A kind of preparation method of high-purity donipenem
Technical field
The invention belongs to field of medicine and chemical technology, in particular it relates to a kind of preparation method of high-purity donipenem.
Background technology
Donipenem (Doripenem), is the Carbapenems broad-spectrum antibiotic developed by Japanese Yan Yeyi Co., Ltd.,
Entitled (4R, 5S, the 6S) -3- of its chemistry [((3S, 5S) -5- [[(sulfonamides) amino] methyl] -3- pyrrolidinyls) sulfydryl -6-
[(1R) -1- ethoxys] 4- methyl -7- Oxy-1s-azabicyclic [3.2.0] hept-2-ene" -2- carboxylic acids], structural formula such as following formula institute
Show:
From structural formula as can be seen that donipenem is 1 beta-methylcarbapenem antibiotics, 2 side chains are sulfamide
Substituted pyrrolidine ring, its Antibacterial Mechanism is identical with other beta-Lactam antibiotics, by with bacterium PBP
(penicillin binding proteins, PBPs) is combined and is suppressed bacteria cell wall synthesis.

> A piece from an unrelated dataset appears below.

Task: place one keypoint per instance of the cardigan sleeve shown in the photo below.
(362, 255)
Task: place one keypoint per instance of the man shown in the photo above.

Those skilled in the art conduct extensive research to the preparation method of donipenem, for example literature periodical
(Organic Process Research&Development, 2003,7,846-850) discloses use (1R, 5R, 6S) -6-
[(1R)-1- ethoxys]-2- hexichol oxygen phosphinylidyne Oxy-1-methyl isophthalic acid-carbon generation-2- penem-3- carboxylic acid benzhydryl esters and
The reaction generation of (2S, 4S) -1- tertbutyloxycarbonyls -2- (N- tertbutyloxycarbonyl-N- sulfamoylamino groups) methyl -4- mercapto pyrrolidines is protected
The pyrrolidines sulfydryl carbapenem of shield deprotection under Lewis acid effects prepares donipenem.The control of the method condition is unreasonable,
Accessory substance is more, and metal ion residual is difficult to remove, and serious in extraction process emulsion, and post processing is complicated, is not suitable for
Industrialized production.
CN100378099C discloses the preparation method of donipenem, and the method uses enol phosphate and 2- side chain thiols
Reacted under low temperature in dimethylformamide, ethyl acetate extraction, concentration, column chromatography purifying, yield is only 54%, purity
98.73%.Although this method solve the problem that product crystallizes difficulty in mixed solvent, atom utilization is extremely low not to be had
Solve the problems, such as that product yield is low, and accessory substance is excessive, is only purified by column chromatography and is difficult to wanting for production in enormous quantities
Ask, while also increasing production cost.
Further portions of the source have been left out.